1)BlackBerry is more secure than iOS, Android or Windows Phone. While it has a reputation for being a highly secure platform, no software has ironclad resistance against intruders. Julian Assange, a man who certainly knows a thing or two about the hacking underworld says iPhone, BlackBerry and Gmail users are all screwed when it comes to privacy.

With drastic cost-cutting measures being implemented, BlackBerry's resources may become overburdened and its security programming efforts may be impacted, resulting in a reduction in the level of sophistication of its security software. Furthermore, if BlackBerry's competitors felt that they were losing potential customers because of a perception that their security is weaker, they would easily fix the problem though software improvements and marketing. But competitors aren't showing any signs that they feel inferior in this regard. In fact, Apple may be gaining an edge in perceived security with its new iPhone fingerprint scanner (a must-have for employees who are prone to leaving their phone at the bar).

2) BlackBerry's patents are a huge asset. A lot of pundits state that BlackBerry has a patent portfolio worth billions. We heard this before from Kodak, which said its patents were worth up to $2.6B. But the true worth is only what someone else is willing to pay for them, which ended up being only $527M in Kodak's case.

3) BlackBerry is an acquisition target. The closest thing to an acquisition was Fairfax's tentative offer to take BlackBerry private. But perhaps they later decided that BlackBerry's state of affairs were too much of a disaster as the deal never closed. Another rumored suitor, Lenovo (OTCPK:LNVGY), can be ruled out now that it has purchased Google's Motorola unit. And certainly, Google's willingness to sell it cheaply hints at a larger problem: the smartphone business has become just another commoditized tech product with rapidly diminishing profit potential. Expect ASPs to decline much the way they have for personal computers. Given BlackBerry's position at the very bottom of the market, there may not be enough future revenue value left for anyone to consider buying it. Not anywhere north of $10/share anyways. Lenovo has agreed to buy Motorola from Google for $2.91B. That might be a good ballpark figure for estimating BlackBerry's wholesale value ($5-6/share range).

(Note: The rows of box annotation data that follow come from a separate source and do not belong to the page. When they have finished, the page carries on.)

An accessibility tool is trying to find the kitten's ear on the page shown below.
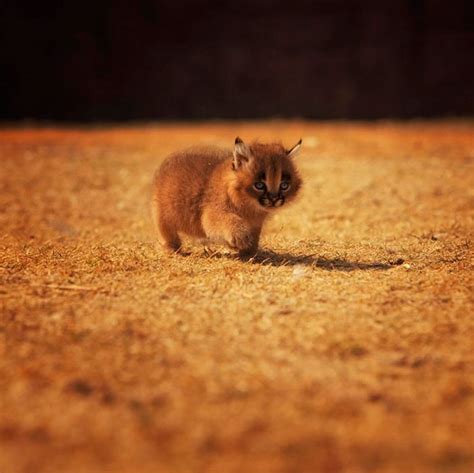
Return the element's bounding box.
[233,137,252,170]
[286,138,303,158]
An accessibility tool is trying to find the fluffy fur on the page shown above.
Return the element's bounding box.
[153,138,301,256]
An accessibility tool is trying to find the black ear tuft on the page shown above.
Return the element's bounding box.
[287,138,303,157]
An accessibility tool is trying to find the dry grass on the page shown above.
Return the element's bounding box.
[0,122,474,473]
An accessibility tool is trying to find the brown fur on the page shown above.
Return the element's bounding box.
[153,138,301,255]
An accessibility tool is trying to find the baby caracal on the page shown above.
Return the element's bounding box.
[153,137,302,256]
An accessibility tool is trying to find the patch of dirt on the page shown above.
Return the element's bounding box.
[0,121,474,473]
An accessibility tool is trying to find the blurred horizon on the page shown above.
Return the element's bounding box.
[0,0,474,124]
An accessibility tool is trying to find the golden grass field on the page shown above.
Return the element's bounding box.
[0,121,474,473]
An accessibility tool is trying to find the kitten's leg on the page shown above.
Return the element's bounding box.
[158,221,181,253]
[202,211,260,256]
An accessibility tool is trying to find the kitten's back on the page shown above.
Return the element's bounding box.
[153,147,232,238]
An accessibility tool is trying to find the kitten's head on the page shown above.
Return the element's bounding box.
[232,137,302,211]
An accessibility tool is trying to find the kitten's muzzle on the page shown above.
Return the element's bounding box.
[260,192,285,207]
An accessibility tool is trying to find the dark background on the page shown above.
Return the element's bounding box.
[0,0,474,121]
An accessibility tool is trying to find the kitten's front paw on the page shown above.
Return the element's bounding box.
[229,231,257,255]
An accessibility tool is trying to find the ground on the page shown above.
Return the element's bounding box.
[0,120,474,473]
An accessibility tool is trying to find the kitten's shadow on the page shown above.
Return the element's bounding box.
[209,250,403,271]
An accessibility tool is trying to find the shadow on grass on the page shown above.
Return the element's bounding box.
[209,250,404,271]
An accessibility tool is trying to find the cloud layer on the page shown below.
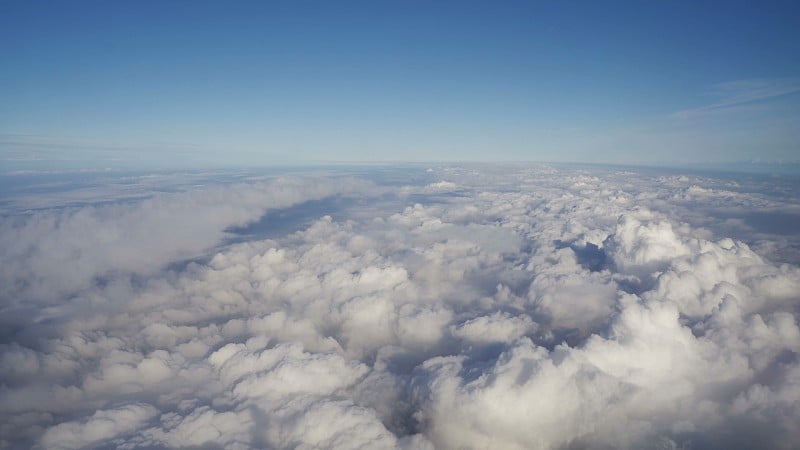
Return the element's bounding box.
[0,167,800,449]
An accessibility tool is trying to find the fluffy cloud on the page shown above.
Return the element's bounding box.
[0,167,800,449]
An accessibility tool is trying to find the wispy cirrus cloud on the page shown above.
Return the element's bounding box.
[670,78,800,119]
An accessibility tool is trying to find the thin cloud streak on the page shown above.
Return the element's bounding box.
[670,78,800,119]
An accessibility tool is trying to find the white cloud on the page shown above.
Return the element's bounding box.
[0,167,800,449]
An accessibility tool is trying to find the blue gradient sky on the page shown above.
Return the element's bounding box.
[0,1,800,166]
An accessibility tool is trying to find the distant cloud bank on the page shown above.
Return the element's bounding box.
[0,165,800,449]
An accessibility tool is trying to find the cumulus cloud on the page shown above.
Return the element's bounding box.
[0,167,800,449]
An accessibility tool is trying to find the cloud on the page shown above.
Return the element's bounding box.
[0,166,800,449]
[672,78,800,119]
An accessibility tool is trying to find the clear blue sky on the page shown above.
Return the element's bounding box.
[0,0,800,169]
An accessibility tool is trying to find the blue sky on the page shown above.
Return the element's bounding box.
[0,1,800,166]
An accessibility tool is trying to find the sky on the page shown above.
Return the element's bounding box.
[0,163,800,450]
[0,0,800,169]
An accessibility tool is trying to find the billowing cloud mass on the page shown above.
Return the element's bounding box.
[0,166,800,449]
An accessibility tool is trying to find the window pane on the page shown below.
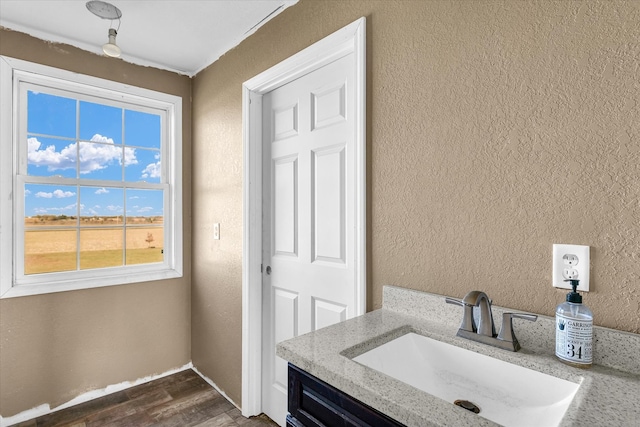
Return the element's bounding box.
[24,184,78,222]
[126,226,164,265]
[124,110,161,149]
[124,149,162,183]
[27,136,78,178]
[24,229,77,274]
[80,101,122,145]
[127,189,164,219]
[27,91,77,138]
[80,187,124,226]
[80,140,131,181]
[80,227,123,270]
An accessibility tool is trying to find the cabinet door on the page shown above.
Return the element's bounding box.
[287,364,403,427]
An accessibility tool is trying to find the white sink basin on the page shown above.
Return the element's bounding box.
[353,333,580,427]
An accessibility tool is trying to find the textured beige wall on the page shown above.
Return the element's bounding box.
[0,29,191,417]
[192,0,640,403]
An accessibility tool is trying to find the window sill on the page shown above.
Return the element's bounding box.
[0,269,182,299]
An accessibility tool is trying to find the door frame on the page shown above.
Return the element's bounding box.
[242,17,367,417]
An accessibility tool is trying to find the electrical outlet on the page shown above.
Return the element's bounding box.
[552,245,589,292]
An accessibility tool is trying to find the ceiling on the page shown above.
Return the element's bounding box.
[0,0,298,76]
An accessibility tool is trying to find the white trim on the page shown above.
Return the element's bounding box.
[0,56,183,298]
[0,362,192,427]
[242,17,367,417]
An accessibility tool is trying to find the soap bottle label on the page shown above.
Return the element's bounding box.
[556,314,593,364]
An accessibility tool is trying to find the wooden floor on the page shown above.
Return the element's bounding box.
[16,369,277,427]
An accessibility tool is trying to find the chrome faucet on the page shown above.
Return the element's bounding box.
[445,291,538,351]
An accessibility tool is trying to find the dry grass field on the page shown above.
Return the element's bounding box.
[25,220,164,274]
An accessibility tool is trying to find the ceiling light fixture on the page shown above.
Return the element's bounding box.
[87,0,122,58]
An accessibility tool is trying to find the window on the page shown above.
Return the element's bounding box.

The stock has traded up to its 200-day moving average, but downtrends rarely end with v-bottom reversals. It's more common for a w-bottom or a long basing period to take place before a new trend begins in earnest. Especially considering that there hasn't been any unexpected fundamental developments (like a reversal in the earnings trend) to justify a sudden reversal in the stocks trajectory, it seems likely the stock will retest its 2013 lows. Given the strong balance sheet, it may be hard to argue a case for under $6 just yet, but it's equally hard to argue for it to be worth over $10 with it recently incurring disastrous losses. Just keep in mind that balance sheets of underperforming companies can deteriorate quickly. The clock is ticking.

Disclosure: I am short BBRY. I wrote this article myself, and it expresses my own opinions. I am not receiving compensation for it (other than from Seeking Alpha). I have no business relationship with any company whose stock is mentioned in this article.